Whether you make your own kimchi or go with store-bought, these beneficial bacterial cultures are present, and they have been proven to support a balanced gut microbiome and a healthy digestive system – which translates to a fortified immune system. Other fermented foods, such as yogurt, kombucha, miso, sauerkraut, kefir and tempeh contain similar healthy bacterial cultures, and have been proven to deliver a similar effect. So, we all need a few fermented snacks in our diet.
They were Plato’s favourite food for a reason! If you love olives, there is nothing better than stopping by a deli and packing home a little container of these Mediterranean delights for snacking, salads, tapenades, pastas and more. But olives are fantastic immune boosters too. They’re especially high in Vitamins A and E, as well as antioxidant polyphenol compounds.
Olives and olive oil – especially extra-virgin – are also rich in Omega-6 and Omega-3 fatty acids, which help reduce inflammation and blood pressure, supporting overall immune health.
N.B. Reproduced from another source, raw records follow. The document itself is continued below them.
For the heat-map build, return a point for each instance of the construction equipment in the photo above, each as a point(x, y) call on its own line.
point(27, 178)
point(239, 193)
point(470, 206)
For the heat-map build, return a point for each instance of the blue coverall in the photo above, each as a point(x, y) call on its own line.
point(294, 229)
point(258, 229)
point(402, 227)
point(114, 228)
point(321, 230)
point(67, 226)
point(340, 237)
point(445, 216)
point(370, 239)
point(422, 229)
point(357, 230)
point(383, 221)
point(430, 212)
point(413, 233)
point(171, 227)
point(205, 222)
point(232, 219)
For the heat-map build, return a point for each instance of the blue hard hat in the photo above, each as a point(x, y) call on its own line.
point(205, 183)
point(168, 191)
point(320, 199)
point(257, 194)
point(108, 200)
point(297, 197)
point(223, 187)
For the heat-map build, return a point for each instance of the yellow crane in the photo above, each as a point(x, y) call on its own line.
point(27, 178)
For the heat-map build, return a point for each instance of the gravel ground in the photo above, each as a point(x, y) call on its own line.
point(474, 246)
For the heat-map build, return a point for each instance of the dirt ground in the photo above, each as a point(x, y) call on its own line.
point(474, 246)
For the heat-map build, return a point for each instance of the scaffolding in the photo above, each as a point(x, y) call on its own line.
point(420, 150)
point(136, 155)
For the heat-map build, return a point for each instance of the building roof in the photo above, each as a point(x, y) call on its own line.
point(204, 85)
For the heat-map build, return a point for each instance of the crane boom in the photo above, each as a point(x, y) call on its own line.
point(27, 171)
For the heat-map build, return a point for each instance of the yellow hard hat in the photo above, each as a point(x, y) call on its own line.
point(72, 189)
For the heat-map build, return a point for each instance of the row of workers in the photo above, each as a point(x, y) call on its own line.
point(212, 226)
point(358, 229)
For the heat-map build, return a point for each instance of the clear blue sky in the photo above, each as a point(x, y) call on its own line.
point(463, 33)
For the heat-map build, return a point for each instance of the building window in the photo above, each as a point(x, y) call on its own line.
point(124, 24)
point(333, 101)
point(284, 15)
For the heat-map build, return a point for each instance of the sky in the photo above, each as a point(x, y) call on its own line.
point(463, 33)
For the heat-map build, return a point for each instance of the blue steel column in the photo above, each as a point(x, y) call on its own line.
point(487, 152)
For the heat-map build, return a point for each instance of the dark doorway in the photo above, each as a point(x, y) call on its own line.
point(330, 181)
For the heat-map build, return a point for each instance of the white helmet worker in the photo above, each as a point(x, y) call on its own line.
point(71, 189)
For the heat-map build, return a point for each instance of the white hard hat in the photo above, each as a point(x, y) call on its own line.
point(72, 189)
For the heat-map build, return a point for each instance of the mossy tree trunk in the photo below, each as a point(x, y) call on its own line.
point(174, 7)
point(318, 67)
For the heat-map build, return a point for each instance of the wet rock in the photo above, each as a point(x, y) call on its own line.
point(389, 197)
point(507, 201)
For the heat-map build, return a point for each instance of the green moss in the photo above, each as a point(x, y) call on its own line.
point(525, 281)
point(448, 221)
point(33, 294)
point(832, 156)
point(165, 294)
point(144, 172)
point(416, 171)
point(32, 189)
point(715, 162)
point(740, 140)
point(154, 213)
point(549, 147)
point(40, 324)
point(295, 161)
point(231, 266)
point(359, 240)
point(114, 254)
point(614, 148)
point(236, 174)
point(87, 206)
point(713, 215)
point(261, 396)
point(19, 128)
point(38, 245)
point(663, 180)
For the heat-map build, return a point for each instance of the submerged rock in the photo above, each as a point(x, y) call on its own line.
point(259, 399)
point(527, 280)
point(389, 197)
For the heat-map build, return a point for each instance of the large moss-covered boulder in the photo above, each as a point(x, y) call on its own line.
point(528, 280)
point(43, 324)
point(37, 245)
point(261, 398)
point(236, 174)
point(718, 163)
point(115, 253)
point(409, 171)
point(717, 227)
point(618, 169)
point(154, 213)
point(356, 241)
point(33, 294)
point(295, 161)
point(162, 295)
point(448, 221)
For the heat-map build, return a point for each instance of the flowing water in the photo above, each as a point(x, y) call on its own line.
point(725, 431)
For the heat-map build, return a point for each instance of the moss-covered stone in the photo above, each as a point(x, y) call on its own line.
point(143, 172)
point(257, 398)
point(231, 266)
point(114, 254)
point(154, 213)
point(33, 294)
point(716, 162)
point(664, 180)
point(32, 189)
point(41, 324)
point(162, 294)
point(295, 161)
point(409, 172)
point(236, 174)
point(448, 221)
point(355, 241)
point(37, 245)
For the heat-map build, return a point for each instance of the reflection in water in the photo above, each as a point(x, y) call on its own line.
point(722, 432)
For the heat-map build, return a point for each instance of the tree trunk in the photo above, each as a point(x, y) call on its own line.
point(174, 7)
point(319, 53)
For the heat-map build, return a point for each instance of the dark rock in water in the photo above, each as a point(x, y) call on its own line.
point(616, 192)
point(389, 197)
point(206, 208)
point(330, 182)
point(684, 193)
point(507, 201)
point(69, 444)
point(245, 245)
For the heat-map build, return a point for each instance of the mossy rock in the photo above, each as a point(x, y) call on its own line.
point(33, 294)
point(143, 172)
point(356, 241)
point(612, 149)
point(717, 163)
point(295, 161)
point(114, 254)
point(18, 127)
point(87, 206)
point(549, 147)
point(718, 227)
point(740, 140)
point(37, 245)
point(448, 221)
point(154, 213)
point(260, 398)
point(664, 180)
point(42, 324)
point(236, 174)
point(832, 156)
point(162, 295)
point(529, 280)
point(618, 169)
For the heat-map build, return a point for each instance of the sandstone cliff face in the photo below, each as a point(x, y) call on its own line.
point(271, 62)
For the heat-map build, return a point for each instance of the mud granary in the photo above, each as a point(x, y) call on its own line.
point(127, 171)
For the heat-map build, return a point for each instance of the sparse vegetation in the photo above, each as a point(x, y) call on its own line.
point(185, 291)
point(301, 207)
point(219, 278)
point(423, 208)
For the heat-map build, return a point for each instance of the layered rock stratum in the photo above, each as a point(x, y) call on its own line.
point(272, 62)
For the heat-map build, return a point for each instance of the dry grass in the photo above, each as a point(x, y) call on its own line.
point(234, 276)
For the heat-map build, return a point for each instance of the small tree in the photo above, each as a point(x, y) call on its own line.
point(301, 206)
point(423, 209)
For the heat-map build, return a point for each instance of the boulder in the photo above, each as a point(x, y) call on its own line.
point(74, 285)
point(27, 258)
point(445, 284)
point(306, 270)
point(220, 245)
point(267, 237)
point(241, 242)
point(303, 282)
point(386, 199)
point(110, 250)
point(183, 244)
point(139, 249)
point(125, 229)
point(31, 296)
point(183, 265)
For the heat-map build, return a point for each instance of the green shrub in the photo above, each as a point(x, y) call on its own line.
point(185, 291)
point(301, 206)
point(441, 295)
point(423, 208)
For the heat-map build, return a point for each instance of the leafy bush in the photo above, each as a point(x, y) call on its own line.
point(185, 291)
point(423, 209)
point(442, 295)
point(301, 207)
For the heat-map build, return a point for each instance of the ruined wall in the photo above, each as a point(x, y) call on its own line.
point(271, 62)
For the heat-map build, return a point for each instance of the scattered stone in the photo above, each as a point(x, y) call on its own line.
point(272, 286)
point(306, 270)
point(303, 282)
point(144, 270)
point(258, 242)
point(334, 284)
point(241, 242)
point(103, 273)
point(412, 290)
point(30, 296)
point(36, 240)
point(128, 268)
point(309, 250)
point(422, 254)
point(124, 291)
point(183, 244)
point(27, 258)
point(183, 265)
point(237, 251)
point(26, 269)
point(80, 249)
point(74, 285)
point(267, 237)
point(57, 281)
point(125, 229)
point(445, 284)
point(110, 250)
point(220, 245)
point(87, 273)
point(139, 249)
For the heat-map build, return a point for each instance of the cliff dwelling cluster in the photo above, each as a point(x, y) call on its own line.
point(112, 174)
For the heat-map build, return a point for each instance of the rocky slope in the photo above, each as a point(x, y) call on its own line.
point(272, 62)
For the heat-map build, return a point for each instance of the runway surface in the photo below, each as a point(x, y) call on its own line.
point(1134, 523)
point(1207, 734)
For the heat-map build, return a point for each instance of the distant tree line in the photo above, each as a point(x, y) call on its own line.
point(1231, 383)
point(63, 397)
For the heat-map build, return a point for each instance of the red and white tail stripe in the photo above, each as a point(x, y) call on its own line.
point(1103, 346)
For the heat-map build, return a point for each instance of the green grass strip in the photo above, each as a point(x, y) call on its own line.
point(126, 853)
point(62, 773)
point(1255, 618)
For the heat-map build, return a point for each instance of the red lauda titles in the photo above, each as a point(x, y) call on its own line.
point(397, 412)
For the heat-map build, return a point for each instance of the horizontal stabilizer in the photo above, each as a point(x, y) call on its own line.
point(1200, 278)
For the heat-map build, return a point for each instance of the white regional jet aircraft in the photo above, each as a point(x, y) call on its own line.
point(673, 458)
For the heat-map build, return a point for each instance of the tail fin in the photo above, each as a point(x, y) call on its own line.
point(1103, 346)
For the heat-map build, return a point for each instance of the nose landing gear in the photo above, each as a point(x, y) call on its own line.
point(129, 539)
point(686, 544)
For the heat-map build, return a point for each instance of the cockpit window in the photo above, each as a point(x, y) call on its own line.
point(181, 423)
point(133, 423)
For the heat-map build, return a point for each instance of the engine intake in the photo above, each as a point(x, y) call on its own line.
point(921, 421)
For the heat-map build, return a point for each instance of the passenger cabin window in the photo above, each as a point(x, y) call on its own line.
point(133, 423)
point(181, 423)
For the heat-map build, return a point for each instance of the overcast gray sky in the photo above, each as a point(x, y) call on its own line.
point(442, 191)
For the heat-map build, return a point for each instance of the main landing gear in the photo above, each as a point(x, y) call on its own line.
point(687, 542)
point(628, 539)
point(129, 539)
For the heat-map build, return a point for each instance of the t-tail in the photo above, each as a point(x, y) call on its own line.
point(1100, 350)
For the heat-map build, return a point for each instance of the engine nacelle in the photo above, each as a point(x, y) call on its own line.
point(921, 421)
Most types of natural, additive-free olives are healthy and immune-boosting, but the green and Kalamata varieties are slightly higher in nutrients than their black counterparts. Aim for low-salt and unsalted options, when possible, to reap the maximum benefits. Olive oil is a great option for people who aren’t big fans of the olive taste: you can get your healthy olive fix in a dressing or dip, instead.
You may know about the health-enhancing benefits of fish oil and seafood in general, but did you realize oysters are an illness-fighting powerhouse? As one of the highest sources of zinc in the ocean, they’re uniquely capable of helping the body stave off viruses and bacterial infections. They’re also an abundant natural source of selenium, iron, copper, Vitamin B12, and Omega-3 fatty acids, in addition to lean protein and amino acids.
Living so close to the Pacific Ocean, B.C. seniors are privileged to enjoy access to some of the freshest and most delicious oysters in the world, year-round. You can slurp them raw, or try them grilled, fried or even roasted. Happy shucking, and stay healthy!